Warning that Vickers bank reform is doomed to failure
Report comes as pressure mounts on Barclays to spin off investment bank
Sir John Vickers' Independent Commission on Banking (ICB) will today be accused of a "a dangerous dereliction of duty" by one of the Bank of England Governor's favourite economists.
Sir Mervyn King urged MPs to visit Boston University's professor of economics, Larry Kotlikoff, if they are in the US in testimony to the Treasury Select Committee last year.
In a report to be published today by Civitas, the think-tank, Mr Kotlikoff shows how uncompromising his views on Britain's stumbling efforts to reform banking have become.
In it he concludes: "A banking system that was terribly risky will, on balance, end up riskier, a regulatory system that was dysfunctional will now have many more things to get wrong and a population that was praying for a sure economic future will be left on its knees."
He describes the commission's demand that banks "ring-fence" supposedly low-risk, retail banking from high-risk, casino-style investment banking as an example of "rearranging the deckchairs" and "cosmetics".
Mr Kotlikoff also says the so-called ring-fenced "good banking" could make the situation worse because "good" financial assets can rapidly go bad: "One glance at the current eurozone crisis shows the folly of the commissioners' way.
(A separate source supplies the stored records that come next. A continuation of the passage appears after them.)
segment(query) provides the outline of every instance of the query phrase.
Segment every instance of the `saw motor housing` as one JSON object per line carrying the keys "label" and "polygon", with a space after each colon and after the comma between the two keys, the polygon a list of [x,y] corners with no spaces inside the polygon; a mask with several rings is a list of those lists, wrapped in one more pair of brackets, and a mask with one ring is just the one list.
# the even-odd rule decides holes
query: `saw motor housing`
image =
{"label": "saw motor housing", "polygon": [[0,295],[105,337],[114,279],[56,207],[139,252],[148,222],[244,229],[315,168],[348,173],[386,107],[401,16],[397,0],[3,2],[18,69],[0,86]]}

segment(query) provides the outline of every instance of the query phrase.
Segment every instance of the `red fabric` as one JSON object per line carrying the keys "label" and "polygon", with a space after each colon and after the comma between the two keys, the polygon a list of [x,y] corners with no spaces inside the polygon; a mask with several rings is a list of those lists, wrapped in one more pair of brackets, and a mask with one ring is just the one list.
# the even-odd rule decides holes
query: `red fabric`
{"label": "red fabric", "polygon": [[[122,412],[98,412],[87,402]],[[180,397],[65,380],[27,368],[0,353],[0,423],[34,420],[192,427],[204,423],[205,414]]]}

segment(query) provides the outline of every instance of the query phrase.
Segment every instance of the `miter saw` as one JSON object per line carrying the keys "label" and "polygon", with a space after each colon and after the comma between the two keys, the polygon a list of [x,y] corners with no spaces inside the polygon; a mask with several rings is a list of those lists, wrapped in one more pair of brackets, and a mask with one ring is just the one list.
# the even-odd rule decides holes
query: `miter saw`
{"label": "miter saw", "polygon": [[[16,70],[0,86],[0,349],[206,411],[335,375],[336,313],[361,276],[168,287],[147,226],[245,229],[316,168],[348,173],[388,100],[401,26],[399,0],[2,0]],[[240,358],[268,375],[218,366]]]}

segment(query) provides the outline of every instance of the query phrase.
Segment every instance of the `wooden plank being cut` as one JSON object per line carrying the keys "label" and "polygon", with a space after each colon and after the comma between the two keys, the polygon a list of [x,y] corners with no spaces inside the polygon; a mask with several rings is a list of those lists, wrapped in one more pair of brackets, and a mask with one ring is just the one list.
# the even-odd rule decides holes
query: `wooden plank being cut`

Good/safe, AAA-rated assets, like Italian government bonds, can suddenly turn bad/risky."
Mr Kotlikoff said the commission would allow good, ring-fenced banks, to borrow £25 for every £1 of equity and invest it all in gilts.
"In this case, the commission's ring-fenced banks would fail if gilt prices dropped by just 4 per cent."
The report, Economic Consequences of the Vickers Commission, argues that bankers hold a "stranglehold" on the world's economy and the political system facilitating "recklessly self-serving behaviour".
It says the world's financial system is doomed to fail again because of the "perverse secrecy" of bankers and because of the interdependence of financial institutions that forces governments to intervene when they fail to stave off a potential collapse of the payments system.
"Their [banks') threat of failure and high average profitability gives them leverage over the public and politicians – in bad times, to extract bailouts, and in good times, to operate with minimal transparency and disclosure, to produce extremely complex products that can be sold at inflated prices to unsuspecting investors, and to take on extreme amounts of leverage."
He calls banks "the world's premier secret-keepers" which "deem their proprietary information too valuable to disclose and their agents, the politicians, deem even the most rudimentary disclosure too costly to enforce".
Mr Kotlikoff wants bank deposits matched pound for pound and placed in cash mutual funds which cannot borrow, rather than allowing banks to invest them in risky activities. He said the ICB missed "an historic opportunity" with its failure to do this.
It comes amid increasing pressure on Barclays directors to re-examine the case for hiving off its investment bank in the wake of the Libor interest rate scandal.
With the resignations of Bob Diamond, chief executive, chairman Marcus Agius and Jerry del Missier, chief operating officer, some institutional investors believe it is time to re-examine the bank's structure.
Deputy chairman Sir Mike Rake is conducting a root and branch review of the business. They believe this should look at the case for a split.
"Now is a very sensible time to pause, draw breath, assess what's happened and look again at this question of a ring fence or separation," said Lord Hollick, a member of the House of Lords Economic Affairs Committee.